‘People think we’re the lowest:’ Puerto Rico drug users get less help after the storm
CIDRA, PUERTO RICO
The trio of workers on the relief mission drove through the mountains to deliver supplies to the destitute in a rural region ravaged by Hurricane Maria.
But they weren’t delivering fuel, ice or hot meals.
Instead, the workers, from an organization called El Punto en la Montaña (The Mountain Point), brought packets of clean syringes, mounds of antibacterial wipes and rolls of gauze from a dwindling supply. In the wake of the storm, their goal is to keep opioid users — Puerto Rico has a long-running addiction crisis — free from deadly diseases they could get from injecting drugs. Toward that aim, the trio even brought tiny disposal aluminum cups — clean ones — that are commonly used to cook heroin to shoot up.
Oliver Franco Rivero, a longtime drug user, slowly wheeled himself into the classroom of an abandoned school to meet the El Punto workers. Users gather in the building day and night, despite the missing walls and hundreds of used syringes littering the ground.
At 34, Rivero has already lost his left leg to diabetes. His body is covered in ulcers from countless injections over nearly two decades. Tucked between his fingers was a syringe, its brownish liquid a mix of water, heroin and cocaine — un speedball, on the streets.
“It’s been so hard,” Rivero said, slurring, when asked about conditions after Hurricane Maria, which struck the island Sept. 20. “I have no money. I have to beg.”

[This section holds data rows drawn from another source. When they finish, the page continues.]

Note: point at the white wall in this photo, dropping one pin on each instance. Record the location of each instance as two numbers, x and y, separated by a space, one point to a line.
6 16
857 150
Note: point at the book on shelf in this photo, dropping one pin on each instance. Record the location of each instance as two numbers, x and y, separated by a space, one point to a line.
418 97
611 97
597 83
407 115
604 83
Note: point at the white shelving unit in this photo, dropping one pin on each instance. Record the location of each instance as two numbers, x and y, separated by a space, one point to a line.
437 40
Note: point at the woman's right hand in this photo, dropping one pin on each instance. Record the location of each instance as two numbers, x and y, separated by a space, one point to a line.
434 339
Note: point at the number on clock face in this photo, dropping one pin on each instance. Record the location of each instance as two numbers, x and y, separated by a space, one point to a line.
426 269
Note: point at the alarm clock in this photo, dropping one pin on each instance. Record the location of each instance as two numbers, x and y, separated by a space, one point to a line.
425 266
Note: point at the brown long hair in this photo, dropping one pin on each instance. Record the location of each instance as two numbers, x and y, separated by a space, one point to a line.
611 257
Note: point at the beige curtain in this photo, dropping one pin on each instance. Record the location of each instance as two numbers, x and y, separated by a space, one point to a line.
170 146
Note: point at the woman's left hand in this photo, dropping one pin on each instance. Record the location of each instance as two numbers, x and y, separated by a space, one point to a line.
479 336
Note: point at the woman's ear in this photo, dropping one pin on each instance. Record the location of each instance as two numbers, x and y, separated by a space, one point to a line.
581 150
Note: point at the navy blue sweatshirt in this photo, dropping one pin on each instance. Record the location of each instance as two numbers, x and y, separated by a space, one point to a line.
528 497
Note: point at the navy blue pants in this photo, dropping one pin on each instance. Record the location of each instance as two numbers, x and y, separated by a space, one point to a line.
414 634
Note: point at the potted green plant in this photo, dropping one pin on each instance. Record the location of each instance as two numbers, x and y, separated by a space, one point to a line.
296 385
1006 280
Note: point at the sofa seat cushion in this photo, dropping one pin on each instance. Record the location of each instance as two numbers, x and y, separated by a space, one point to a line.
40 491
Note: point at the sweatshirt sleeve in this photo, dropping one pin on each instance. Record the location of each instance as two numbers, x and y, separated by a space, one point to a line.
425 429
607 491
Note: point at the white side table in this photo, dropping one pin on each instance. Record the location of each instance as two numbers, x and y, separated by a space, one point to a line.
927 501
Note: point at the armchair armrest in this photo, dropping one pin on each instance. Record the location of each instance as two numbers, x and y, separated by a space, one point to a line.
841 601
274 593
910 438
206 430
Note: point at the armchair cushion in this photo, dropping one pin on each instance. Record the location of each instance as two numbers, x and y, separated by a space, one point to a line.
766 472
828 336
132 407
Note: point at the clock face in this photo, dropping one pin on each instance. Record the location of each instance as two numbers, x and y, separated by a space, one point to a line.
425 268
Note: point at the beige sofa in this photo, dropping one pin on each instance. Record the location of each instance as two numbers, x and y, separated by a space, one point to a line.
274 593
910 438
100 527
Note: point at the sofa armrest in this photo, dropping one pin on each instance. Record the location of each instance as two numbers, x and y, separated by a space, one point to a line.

Moments later, as fellow users were collecting used needles from the trash-strewn floor to be given to El Punto for disposal, Franco slowly pierced the skin of his left hand, just above the knuckle of his middle finger. The process was slow and unsettling — the needle would not cleanly enter his vein. Drops of bright red blood rolled down his fingers and splashed on the foot rest of his wheelchair.
The toll of Hurricane Maria has added another layer of misery for the tens of thousands of opioid users who dwell in Puerto Rico’s underbelly — and for the small number of dedicated groups who try to help them get clean, stay safe and emerge from the shadows.